Many a Satori yogi
say that their weekly yoga class is the only chance they get to slow down and relax. , is that true for you, too?
This is why this week I wanted to address stress, and how it changes our movement strategies. But before we delve into all of that good stuff, let's take a look at our seating habits - after all, this is exactly how we started the class!
Freeze!
Don't move a muscle!
More than likely, you're sitting in a position that is usual for you. So, let's take this moment a mindful moment, and take a look at the structural design of the way you sit.
Start by noticing the orientation of your pelvis (this is where we started in class as well!):
~ Are you sitting more onto one buttock than the other?
~
Does one hip feel more compressed by the weight of your torso?
~ Are you sitting forward on your thighs or
back on your tailbone?
~ Is one leg crossed over the other?
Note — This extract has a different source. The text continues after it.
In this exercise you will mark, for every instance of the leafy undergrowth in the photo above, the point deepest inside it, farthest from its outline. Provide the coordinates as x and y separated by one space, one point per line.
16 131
Which way?
Now notice the orientation of your rib cage in relation to your pelvis:
~ Is your rib cage closer to your pelvis in front or in the back, on the right or the left side?
~ Where are the tips of your shoulders in relationship to your chest?
~ Is one shoulder higher than the other? more forward than the other?
~ And your head: is one ear higher than the other? more forward?
Now reverse your sitting pattern:
cross the other leg over, shift your weight onto the other buttock, curve your spine in the other direction, raise your other shoulder, and adjust the tilt of your head. Make as exact a reverse replica of yourself as you can.
How does this feel?
If this reverse sitting feels anywhere between terrible and very strange, you are among the majority of people.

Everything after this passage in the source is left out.